5. Once urine flow has increased, fluids should be continued as described previously for polyuria; careful monitoring of CVP and fluid balance (measurement of serial body weight and urine output) should be done.

6. If urine flow does not begin over the next 30 to 60 minutes with fluid challenge, furosemide should be started with an initial bolus of 0.12 mg/kg IV followed by a constant rate infusion (CRI) of 0.12 mg/kg/h.²¹ If CRIs are not possible, a bolus dose of 1 mg/kg IV, which can be repeated a second time 30 to 60 minutes later, can be administered instead.

7. If urine production does not begin within 30 to 60 minutes of instituting furosemide therapy, a dose of mannitol should be administered (0.25 to 0.5 g/kg bolus as a 20% solution). If still no urine is produced after an additional 30 minutes, another dose of mannitol can be administered; a total dose of 1 g/kg should not be exceeded in the anuric patient to prevent hypervolemia and edema formation. Alternatively, a CRI of mannitol (1 to 2 mg/kg/min) can be used, with a maximum cumulative dose of 1 g/kg. Plasma osmolarity should be monitored.

8. If urine output has not improved after furosemide and man­nitol, the prognosis is grave without peritoneal dialysis or hemodialysis. Treatment with low-dose dopamine has been controversial in human medicine, and several large studies have failed to demonstrate a benefit.^23,24 In fact, furosemide, mannitol, and dopamine may increase urine flow but have not been shown to unequivocally improve outcome in humans with acute renal failure.²⁵ When dialysis is not an option for horses with anuric renal failure, dopamine can be tried in an attempt to produce urine flow (2 to 3 μg/kg/min); its proposed action is increasing renal perfusion with renal afferent arteriolar vasodilation.²⁶ Without urine flow, there is no opportunity to provide the patient with time to heal if the acute renal injury is reversible.
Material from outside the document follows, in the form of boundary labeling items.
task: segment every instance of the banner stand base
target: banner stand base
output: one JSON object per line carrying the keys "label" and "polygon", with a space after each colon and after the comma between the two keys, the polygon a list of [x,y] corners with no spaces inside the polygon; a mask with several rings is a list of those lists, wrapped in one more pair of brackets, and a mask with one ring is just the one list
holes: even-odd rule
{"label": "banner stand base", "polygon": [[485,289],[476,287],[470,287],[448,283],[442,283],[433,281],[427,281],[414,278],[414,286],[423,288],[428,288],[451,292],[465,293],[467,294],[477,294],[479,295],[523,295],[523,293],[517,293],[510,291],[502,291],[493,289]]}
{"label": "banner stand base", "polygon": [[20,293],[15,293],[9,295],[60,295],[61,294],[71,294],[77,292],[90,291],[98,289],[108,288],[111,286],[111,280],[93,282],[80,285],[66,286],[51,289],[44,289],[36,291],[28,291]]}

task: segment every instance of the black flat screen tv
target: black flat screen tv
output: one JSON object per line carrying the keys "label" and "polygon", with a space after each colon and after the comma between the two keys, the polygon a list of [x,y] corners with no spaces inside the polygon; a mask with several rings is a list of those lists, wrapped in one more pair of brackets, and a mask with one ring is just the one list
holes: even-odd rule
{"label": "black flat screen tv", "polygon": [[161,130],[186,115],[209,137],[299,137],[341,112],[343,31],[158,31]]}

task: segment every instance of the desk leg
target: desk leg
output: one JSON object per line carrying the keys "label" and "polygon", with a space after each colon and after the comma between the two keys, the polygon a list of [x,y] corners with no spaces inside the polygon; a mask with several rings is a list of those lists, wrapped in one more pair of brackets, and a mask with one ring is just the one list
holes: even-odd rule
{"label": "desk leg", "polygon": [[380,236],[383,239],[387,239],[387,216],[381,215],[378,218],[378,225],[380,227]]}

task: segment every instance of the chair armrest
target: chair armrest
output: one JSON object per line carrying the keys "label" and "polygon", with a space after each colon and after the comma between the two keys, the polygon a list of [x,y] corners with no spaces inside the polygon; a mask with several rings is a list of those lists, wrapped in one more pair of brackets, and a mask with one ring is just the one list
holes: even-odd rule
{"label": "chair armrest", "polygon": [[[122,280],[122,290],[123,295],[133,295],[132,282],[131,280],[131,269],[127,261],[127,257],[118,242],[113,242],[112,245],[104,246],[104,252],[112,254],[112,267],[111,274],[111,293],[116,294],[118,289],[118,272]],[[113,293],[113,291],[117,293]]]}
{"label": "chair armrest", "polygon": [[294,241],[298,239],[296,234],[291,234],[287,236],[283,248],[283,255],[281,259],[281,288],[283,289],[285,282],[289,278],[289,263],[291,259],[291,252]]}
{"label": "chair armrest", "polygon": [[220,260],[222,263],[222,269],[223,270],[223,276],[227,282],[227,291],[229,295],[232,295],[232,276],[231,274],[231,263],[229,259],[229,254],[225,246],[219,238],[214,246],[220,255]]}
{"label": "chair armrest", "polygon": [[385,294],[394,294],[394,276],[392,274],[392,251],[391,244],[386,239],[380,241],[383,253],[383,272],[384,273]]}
If dopamine is successful at reversing anuria, this time can be provided.

9. Aminophylline can also be tried for reversal of anuria, at 0.5 mg/kg IV over 30 minutes. If improvement is noted, this can be repeated 2 to 3 times per day. It should be noted that aminophylline has a narrow therapeutic index, with toxicity occurring at plasma concentrations of 15 μg/ mL or greater.

Hyperkalemia and metabolic acid-base disorders are common in horses with anuric or oliguric renal failure.¹² As noted earlier, hyperkalemia can be associated with life-threatening dysrhyth­mias. Rapid initiation of diuresis and administration of sodium bicarbonate, dextrose, and insulin are therapeutic interventions for hyperkalemia. If dysrhythmias are present, calcium should be administered to raise membrane threshold potential, thereby reducing the likelihood of abnormal rhythms.

As mentioned previously, hemodialysis has been reported infrequently in horses for clinical cases of renal failure.¹ Peritoneal dialysis has been described as a cost-effective and practical approach for horses with acute renal failure.² More recently, continuous venovenous hemodiafiltration was per­formed in experimental horses for short periods (6 hours). These therapeutic options may become more commonly used in horses that do not respond to conventional fluid therapy and medical treatments of anuria described earlier.